Picking an architectural firm sounds easy enough, right? The committee quickly discovered that choosing an architectural firm is no easy task. There are many firms out there that work within higher education, and our goal was to select a firm that not only had experience around the unique needs of libraries (along with an inspiring portfolio, of course) but also shared Davidson’s values. I set to work by reaching out for advice from library directors who had led recent building projects and then researching relevant library projects and firms. This work helped us to develop an initial list of over twenty firms, which we narrowed down to our “top 10” through further research. We then invited these firms to interview with us so that we could learn more about their abilities, vision, and values.
We didn’t want these interviews to simply be a showcase of past projects or to be Davidson-specific. In the invitation letter sent to each firm, we listed a few things we hoped to hear about during the 60-minute interview:
1. Background of the firm:
- Please introduce us personally to the key architectural personnel who will be on our project.
- As efficiently as possible, please convey your firm’s experience with the design of library facilities on other College and University Campuses.
- Please address how your firm supports diversity, equity, and inclusion.
- In the presentation of that experience, please identify those projects with LEED certification.
2. Insight into your design process, abilities, and vision by use of an example:
- Please select one of your library designs and be prepared to explain it in detail.

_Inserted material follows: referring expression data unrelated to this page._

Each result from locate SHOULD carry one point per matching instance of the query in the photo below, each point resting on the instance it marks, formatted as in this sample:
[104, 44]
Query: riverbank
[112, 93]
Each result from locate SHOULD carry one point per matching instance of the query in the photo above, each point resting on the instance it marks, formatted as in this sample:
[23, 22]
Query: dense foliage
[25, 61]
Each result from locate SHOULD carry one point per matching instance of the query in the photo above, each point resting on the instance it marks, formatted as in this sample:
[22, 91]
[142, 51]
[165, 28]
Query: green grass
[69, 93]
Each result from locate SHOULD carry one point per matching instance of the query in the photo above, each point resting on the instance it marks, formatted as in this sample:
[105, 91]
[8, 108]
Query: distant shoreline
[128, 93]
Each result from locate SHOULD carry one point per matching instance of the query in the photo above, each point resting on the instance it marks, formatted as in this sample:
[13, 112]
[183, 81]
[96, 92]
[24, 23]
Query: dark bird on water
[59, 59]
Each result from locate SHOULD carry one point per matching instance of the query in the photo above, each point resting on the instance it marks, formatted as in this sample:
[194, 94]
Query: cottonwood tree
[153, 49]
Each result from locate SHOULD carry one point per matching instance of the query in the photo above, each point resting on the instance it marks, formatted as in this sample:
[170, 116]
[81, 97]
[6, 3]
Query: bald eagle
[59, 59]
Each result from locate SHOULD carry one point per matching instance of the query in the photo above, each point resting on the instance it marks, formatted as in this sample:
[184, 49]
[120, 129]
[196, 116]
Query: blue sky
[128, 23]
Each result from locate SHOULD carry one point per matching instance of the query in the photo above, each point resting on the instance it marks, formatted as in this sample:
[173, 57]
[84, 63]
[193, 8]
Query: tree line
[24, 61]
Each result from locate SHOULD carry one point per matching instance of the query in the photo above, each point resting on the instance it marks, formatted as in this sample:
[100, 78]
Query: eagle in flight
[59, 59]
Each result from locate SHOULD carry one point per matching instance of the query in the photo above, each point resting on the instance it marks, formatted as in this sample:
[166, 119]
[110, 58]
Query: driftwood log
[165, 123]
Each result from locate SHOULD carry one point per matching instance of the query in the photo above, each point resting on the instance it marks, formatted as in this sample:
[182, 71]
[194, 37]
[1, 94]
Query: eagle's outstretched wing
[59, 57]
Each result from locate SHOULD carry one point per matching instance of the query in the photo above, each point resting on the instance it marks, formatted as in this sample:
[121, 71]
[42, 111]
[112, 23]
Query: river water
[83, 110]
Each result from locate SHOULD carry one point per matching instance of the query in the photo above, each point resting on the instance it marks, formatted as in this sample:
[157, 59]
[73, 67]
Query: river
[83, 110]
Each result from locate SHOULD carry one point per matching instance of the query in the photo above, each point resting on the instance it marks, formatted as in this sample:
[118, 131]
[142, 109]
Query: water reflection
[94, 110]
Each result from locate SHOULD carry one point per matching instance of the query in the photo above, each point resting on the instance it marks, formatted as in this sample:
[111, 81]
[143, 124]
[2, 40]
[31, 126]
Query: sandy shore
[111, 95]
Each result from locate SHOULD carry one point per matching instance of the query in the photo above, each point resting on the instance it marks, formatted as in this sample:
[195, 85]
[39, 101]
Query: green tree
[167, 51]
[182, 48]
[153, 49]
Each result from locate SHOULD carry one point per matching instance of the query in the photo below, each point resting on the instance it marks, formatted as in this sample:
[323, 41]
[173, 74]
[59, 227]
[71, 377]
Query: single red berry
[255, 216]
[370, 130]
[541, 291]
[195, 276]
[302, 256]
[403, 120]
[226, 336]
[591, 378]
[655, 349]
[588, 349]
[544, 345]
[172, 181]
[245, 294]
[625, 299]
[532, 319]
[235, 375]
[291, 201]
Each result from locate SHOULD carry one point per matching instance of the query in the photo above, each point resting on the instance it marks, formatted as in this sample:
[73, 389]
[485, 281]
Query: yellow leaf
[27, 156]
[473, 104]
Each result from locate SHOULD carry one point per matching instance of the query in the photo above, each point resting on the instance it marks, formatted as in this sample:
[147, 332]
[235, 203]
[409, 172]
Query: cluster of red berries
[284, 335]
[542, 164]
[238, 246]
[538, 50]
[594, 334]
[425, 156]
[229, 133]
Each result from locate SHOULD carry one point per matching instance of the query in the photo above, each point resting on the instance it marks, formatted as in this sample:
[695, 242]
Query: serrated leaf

In such, please convey the existing conditions you initially found, the project goals as they were communicated to you, the parameters that you were given as initial assumptions, the process by which you shaped and crafted a designed product, your approach to the project in relationship to collaboration and consensus, the design, the pros and cons of the facility on opening day, and anything else you see as fundamental to the product.
- Please discuss how you combined aesthetics and functionality in realizing the campus’s vision and building program.
- Please talk about ways that you incorporated inclusive or universal design into your product.
- Then, predict for us how libraries will be utilized, and specifically how that same example above will accommodate such, 25 years into the future.
In addition, we asked each firm to share specifics about strategy for the project, including their range of fees for the feasibility study and a forecast of design fees if the project moves to the next phase (fingers crossed). The interview process really gave us amazing insight into how each firm operated and allowed the committee members to identify their top three candidates through a rating process. The committee further deliberated, spoke with references, and eventually selected our top candidate.
This is all to say, that I’m excited to share with you that we selected MSR Design to lead the feasibility study for our library of the future. The committee selected MSR Design because of their impressive work with libraries and focus on sustainability, equity, and designing for generative impacts. In a future post, I’ll spend more time introducing you to the firm and our progress to date!